Jonah Hill and Channing Tatum team up in the foul-mouthed action/comedy, police-farce 21 Jump Street, a remake of the late 80's TV series that follows two undercover cops investigating crimes-- in this case a high school. And I promise you, no trailer could legally show the funniest scenes in this film.

It's a clever, self-aware story with a simple premise, which as long as you don't take it too seriously you're almost guaranteed a good time. Hill and Tatum's characters are assigned to pose as teen-aged students in a high school to investigate the distribution of a new drug that recently killed one of its students. Hill, having been the unnoticed, unpopular nerd with no lady-swag, gets to relive his high school days by befriending the cool-clique, led by the leader and suspected drug dealer Eric (Dave Franco). Meanwhile, Tatum realizes there might have been more to high school than picking on nerds, chasing girls and undervaluing his education.

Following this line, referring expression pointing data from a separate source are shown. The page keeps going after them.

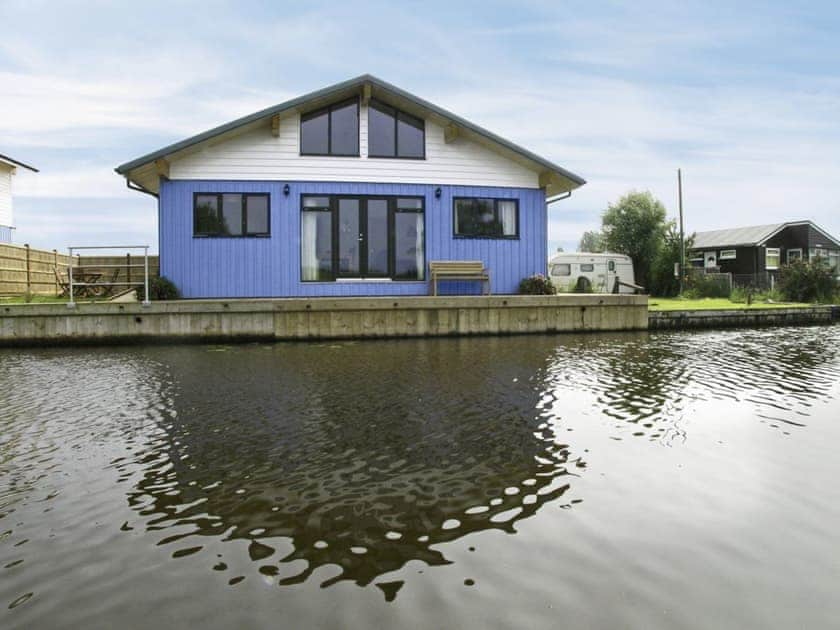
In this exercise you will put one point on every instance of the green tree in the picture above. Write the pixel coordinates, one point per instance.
(663, 281)
(591, 241)
(636, 226)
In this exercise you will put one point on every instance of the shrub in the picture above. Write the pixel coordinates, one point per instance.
(537, 284)
(160, 288)
(811, 281)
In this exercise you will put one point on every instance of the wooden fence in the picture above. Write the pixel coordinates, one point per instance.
(26, 270)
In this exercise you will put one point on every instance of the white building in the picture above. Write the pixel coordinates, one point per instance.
(8, 167)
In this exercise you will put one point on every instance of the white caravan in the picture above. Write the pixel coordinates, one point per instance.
(583, 272)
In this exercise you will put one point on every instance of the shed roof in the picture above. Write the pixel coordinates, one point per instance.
(732, 237)
(5, 159)
(356, 84)
(748, 236)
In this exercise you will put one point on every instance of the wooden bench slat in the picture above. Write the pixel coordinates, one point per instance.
(458, 270)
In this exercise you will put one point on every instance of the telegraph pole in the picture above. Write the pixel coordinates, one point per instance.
(682, 232)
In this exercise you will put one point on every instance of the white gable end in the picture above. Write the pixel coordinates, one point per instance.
(257, 154)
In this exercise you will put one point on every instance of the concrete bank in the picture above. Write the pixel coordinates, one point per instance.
(730, 318)
(317, 318)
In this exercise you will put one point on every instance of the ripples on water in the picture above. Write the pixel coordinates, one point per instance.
(344, 461)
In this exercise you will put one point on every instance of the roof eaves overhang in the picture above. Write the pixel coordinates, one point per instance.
(795, 223)
(13, 162)
(560, 179)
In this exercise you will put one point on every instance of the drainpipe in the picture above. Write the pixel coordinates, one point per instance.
(559, 197)
(139, 188)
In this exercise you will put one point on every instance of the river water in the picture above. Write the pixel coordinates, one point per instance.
(671, 480)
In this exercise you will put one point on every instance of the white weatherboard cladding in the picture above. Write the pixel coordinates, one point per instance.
(6, 195)
(257, 154)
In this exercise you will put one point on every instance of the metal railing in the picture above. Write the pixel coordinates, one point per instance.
(112, 283)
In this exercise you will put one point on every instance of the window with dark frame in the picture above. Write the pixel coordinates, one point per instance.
(332, 130)
(231, 214)
(486, 218)
(351, 236)
(395, 134)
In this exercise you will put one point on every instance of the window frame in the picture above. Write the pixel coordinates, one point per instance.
(244, 210)
(393, 210)
(376, 104)
(329, 110)
(496, 200)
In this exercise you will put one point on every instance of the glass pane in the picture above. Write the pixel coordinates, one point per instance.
(344, 130)
(476, 217)
(316, 246)
(206, 214)
(410, 136)
(409, 204)
(507, 217)
(349, 237)
(256, 217)
(408, 246)
(314, 130)
(316, 202)
(381, 130)
(232, 215)
(377, 237)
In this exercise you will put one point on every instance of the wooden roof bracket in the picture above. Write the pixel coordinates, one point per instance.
(162, 167)
(451, 133)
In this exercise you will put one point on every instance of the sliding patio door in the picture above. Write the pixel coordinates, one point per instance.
(372, 237)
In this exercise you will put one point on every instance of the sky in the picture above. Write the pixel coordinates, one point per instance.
(743, 97)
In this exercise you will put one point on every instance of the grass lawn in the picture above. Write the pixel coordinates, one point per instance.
(680, 304)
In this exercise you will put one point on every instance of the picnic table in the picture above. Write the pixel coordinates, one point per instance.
(84, 282)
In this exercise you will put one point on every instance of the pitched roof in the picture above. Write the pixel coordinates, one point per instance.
(732, 237)
(7, 160)
(357, 83)
(747, 236)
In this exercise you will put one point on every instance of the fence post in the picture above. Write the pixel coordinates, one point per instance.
(71, 303)
(28, 278)
(148, 300)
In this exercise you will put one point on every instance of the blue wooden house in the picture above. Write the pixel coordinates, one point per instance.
(351, 190)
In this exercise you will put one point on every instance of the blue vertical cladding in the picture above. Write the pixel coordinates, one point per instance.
(270, 266)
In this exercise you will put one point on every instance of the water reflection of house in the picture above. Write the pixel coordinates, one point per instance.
(350, 190)
(8, 167)
(763, 248)
(335, 459)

 It sounds like an odd pairing, but Hill and Tatum actually work extremely well together--a symbiotic relationship. Hill seems the obvious fit for this type of film, known for his comedic roles, i.e.: Superbad, Knocked Up. But Tatum, who's probably more known for his overly-masculine roles (Fighting, G.I. Joe, Haywire, take your pick) was surprisingly humorous. In fact, the film occasionally poked fun at Tatum's lady-appeal. Their (AP) chemistry never felt forced and both drew some solid and funny performances. I believe both actors can be versatile, when they want. Hill showed us a dramatic performance in Moneyball and Tatum, although have been disappointed with his choice in movies in recent years, gave a very profound and vulnerable performance that I will not forget in A Guide to Recognizing Your Saints.

What sets this film above other action comedies in recent years is a very self-aware story based on a simple premise. There's almost no chance in being original with this type of story and genre, so the only way to achieve any kind of success is to poke fun at itself. It relies on the idea that its audience is also self aware in order to get away with being a little absurd and stretching the limits of reality to achieve ultimate comic-affect. For example, during a fast-paced car chase both Hill and Channing's characters wonder why nothing's blowing up. And like I mentioned, as long as you don't take it too seriously you can see how clever it can be and will find amusement in all its illogical humor.

And let's not forget--all the dick jokes. Just when you think one dick joke is better than the last another one hits you right in the...well, you get the picture. The jokes are fresh, current and often times crude, making this the ideal film for the teenage, young adult demographic (or at least anyone with a sense of humor, in my opinion).

Brie Larson, Ice Cube, Ellie Kemper, Rob Riggle and Chris Parnell co-star. Cube's expected ruthlessness and bellowing came at no surprise, but also didn't keep me from laughing any harder. I can't stress how self-aware this film is and if you're willing to just be entertained for about an hour and a half, I highly recommend you check out one of the best comedies to come out in a while.